In most cases, multiple clots are involved but not necessarily all at once. The portions of lung served by each blocked artery are robbed of blood and may die. This is known as pulmonary infarction. This makes it more difficult for your lungs to provide oxygen to the rest of your body.
Occasionally, blockages in the blood vessels are caused by substances other than blood clots, such as:
- Fat from the marrow of a broken long bone
- Collagen or other tissue
- Part of a tumor
- Air bubbles
Although anyone can develop blood clots and subsequent pulmonary embolism, certain factors can increase your risk.
You're at higher risk if you or any of your family members have had venous blood clots or pulmonary embolism in the past. This may be due to inherited disorders that affect blood, making it more prone to clot.
In addition, some medical conditions and treatments put you at risk, such as:
- Heart disease. Cardiovascular disease, specifically heart failure, makes clot formation more likely.
- Cancer. Certain cancers — especially pancreatic, ovarian and lung cancers, and many cancers with metastasis — can increase levels of substances that help blood clot, and chemotherapy further increases the risk. Women with a personal or family history of breast cancer who are taking tamoxifen or raloxifene also are at higher risk of blood clots.
- Surgery. Surgery is one of the leading causes of problem blood clots. For this reason, medication to prevent clots may be given before and after major surgery such as joint replacement.
Blood clots are more likely to form during periods of inactivity, such as:
- Bed rest. Being confined to bed for an extended period after surgery, a heart attack, leg fracture, trauma or any serious illness makes you more vulnerable to blood clots. When the lower extremities are horizontal for long periods, the flow of venous blood slows and blood can pool in the legs.
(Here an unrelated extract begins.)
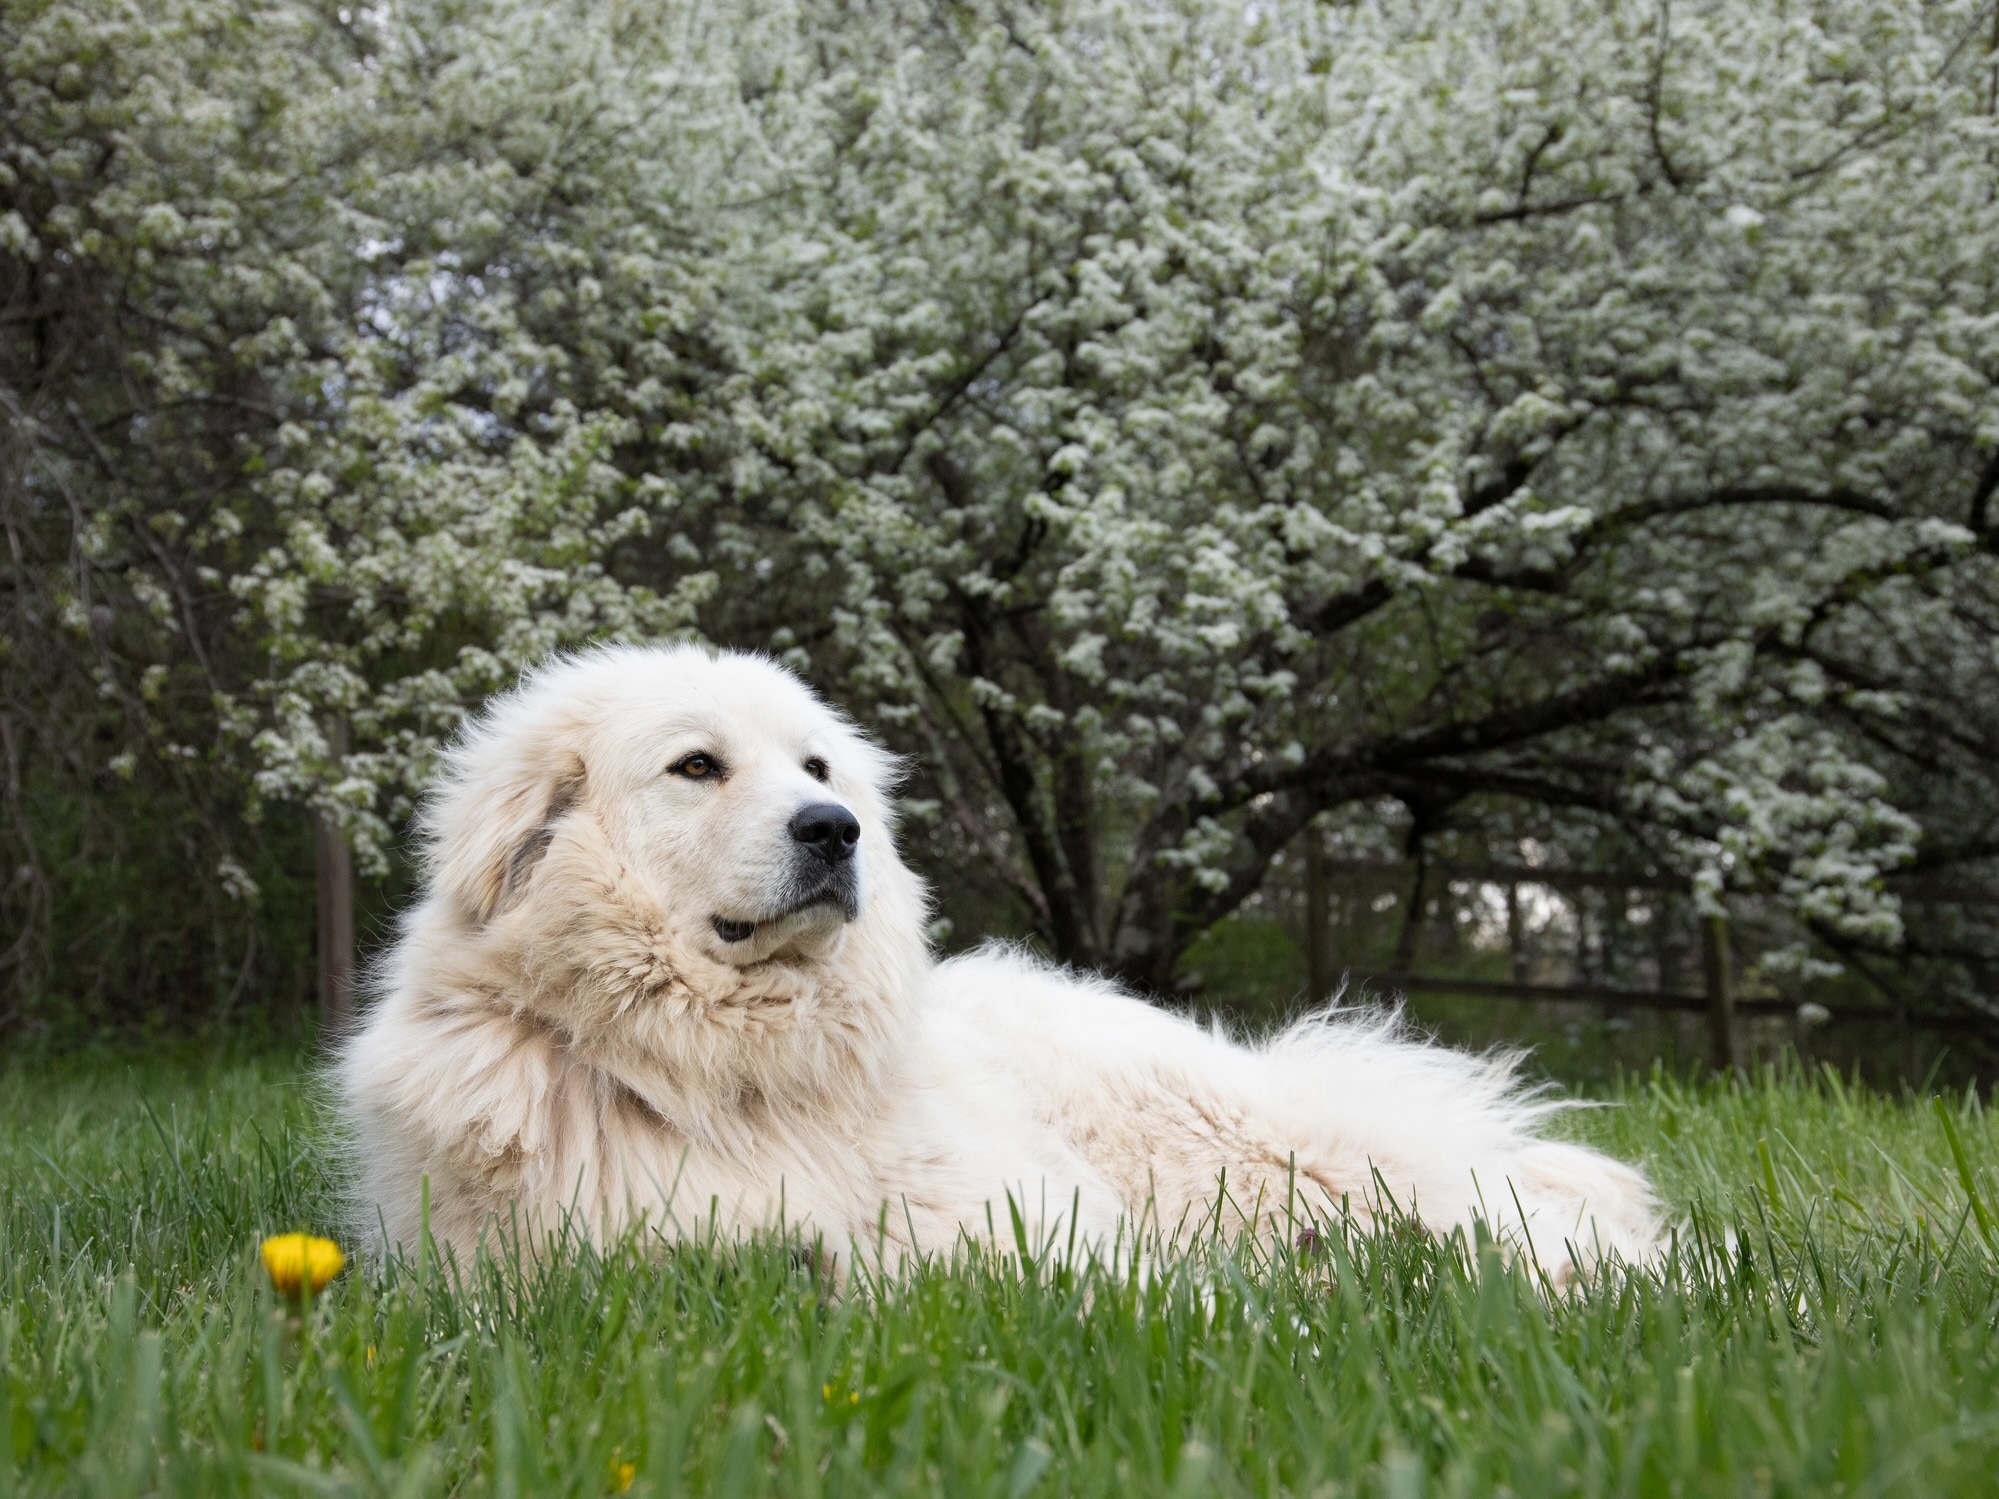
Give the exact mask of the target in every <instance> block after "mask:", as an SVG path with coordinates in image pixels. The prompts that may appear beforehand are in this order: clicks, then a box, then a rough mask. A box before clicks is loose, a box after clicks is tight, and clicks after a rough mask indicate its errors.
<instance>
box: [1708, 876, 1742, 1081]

- Long trips. Sitting in a cramped position during lengthy plane or car trips slows blood flow in the legs, which contributes to the formation of clots.
Other risk factors
- Smoking. For reasons that aren't well-understood, tobacco use predisposes some people to blood clot formation, especially when combined with other risk factors.
- Being overweight. Excess weight increases the risk of blood clots — particularly in women who smoke or have high blood pressure.
- Supplemental estrogen. The estrogen in birth control pills and in hormone replacement therapy can increase clotting factors in your blood, especially if you smoke or are overweight.
- Pregnancy. The weight of the baby pressing on veins in the pelvis can slow blood return from the legs. Clots are more likely to form when blood slows or pools.
Pulmonary embolism can be life-threatening. About one-third of people with undiagnosed and untreated pulmonary embolism don't survive. When the condition is diagnosed and treated promptly, however, that number drops dramatically.
Pulmonary embolism can also lead to pulmonary hypertension, a condition in which the blood pressure in your lungs and in the right side of the heart is too high. When you have obstructions in the arteries inside your lungs, your heart must work harder to push blood through those vessels. This increases the blood pressure within these vessels and the right side of the heart, which can weaken your heart.
In rare cases, small emboli occur frequently and develop over time, resulting in chronic pulmonary hypertension, also known as chronic thromboembolic pulmonary hypertension.